The requirements also do vary. For example, on ARM devices, Microsoft really wants nothing else but Windows to be allowed – no third-party operating systems. Whereas on x86 devices the default is to allow them and the firmware is even required to allow the user to fully customize the certificate lists via physical access.
Is there a predefined set of certificates available on all firmware ROMs?
In practice, Secure Boot "out of the box" requirements are set by Microsoft. Here's their guide.
Generally, there is only one stable Secure Boot CA (which manufacturers are required to include if they want to pass whatever product certification thing Microsoft has), which is labelled "Microsoft Windows Production PCA 2011" and is used exclusively for signing the Microsoft Windows boot files.
The other Microsoft-provided CA is "Microsoft Corporation UEFI CA 2011", which is the one used by Microsoft to sign various third-party software, such as some Linux distributions' boot files (including Shim and Preloader), as well as Option ROMs embedded in hardware. This CA, while very widely available, is nevertheless just something "the OEM should consider including".
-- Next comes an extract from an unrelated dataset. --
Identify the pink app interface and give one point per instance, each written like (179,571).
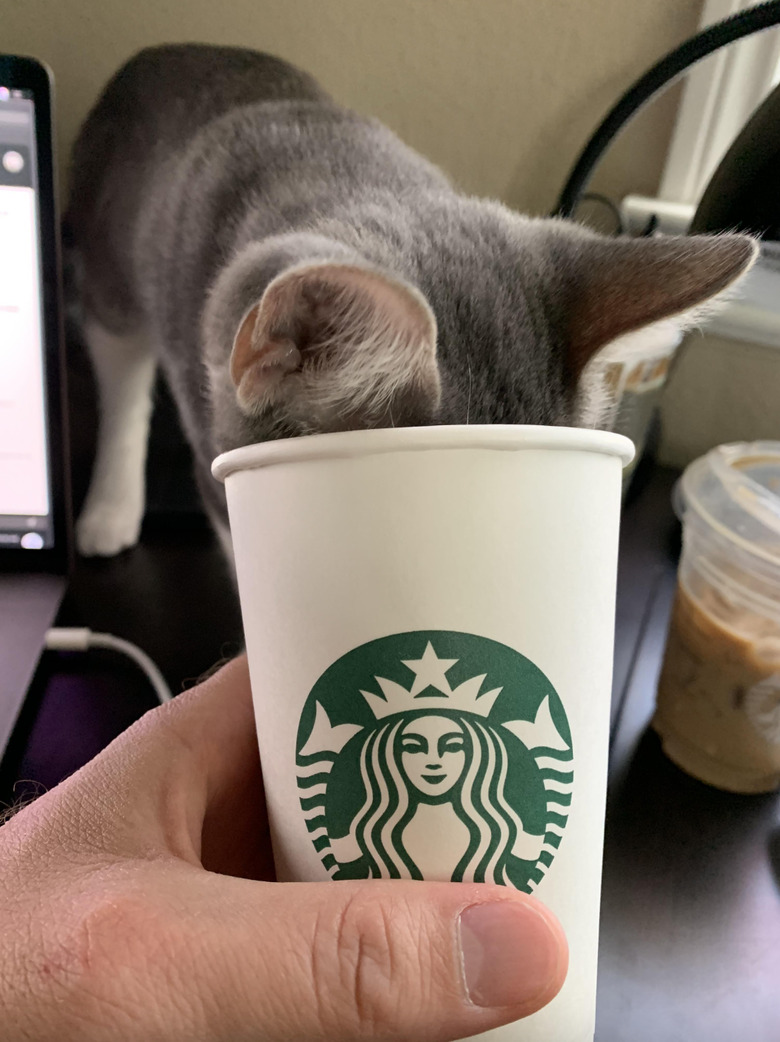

If I understand correctly, it is often included to make external GPUs or NICs work in the UEFI environment (that is, before the OS starts up). However, some computers specifically have a firmware settings option to disable this CA, either to avoid security risks (e.g. buggy Linux GRUB versions) or to make the system compliant with Windows 10 Device Guard.
That's where the "predefined" list ends.
Some computers may also include e.g. the manufacturer's own CA (such as HP's, presumably to allow their recovery/admin tools to work), or Canonical Ltd.'s CA (which is used for Ubuntu Linux), but none of those are anywhere near universal.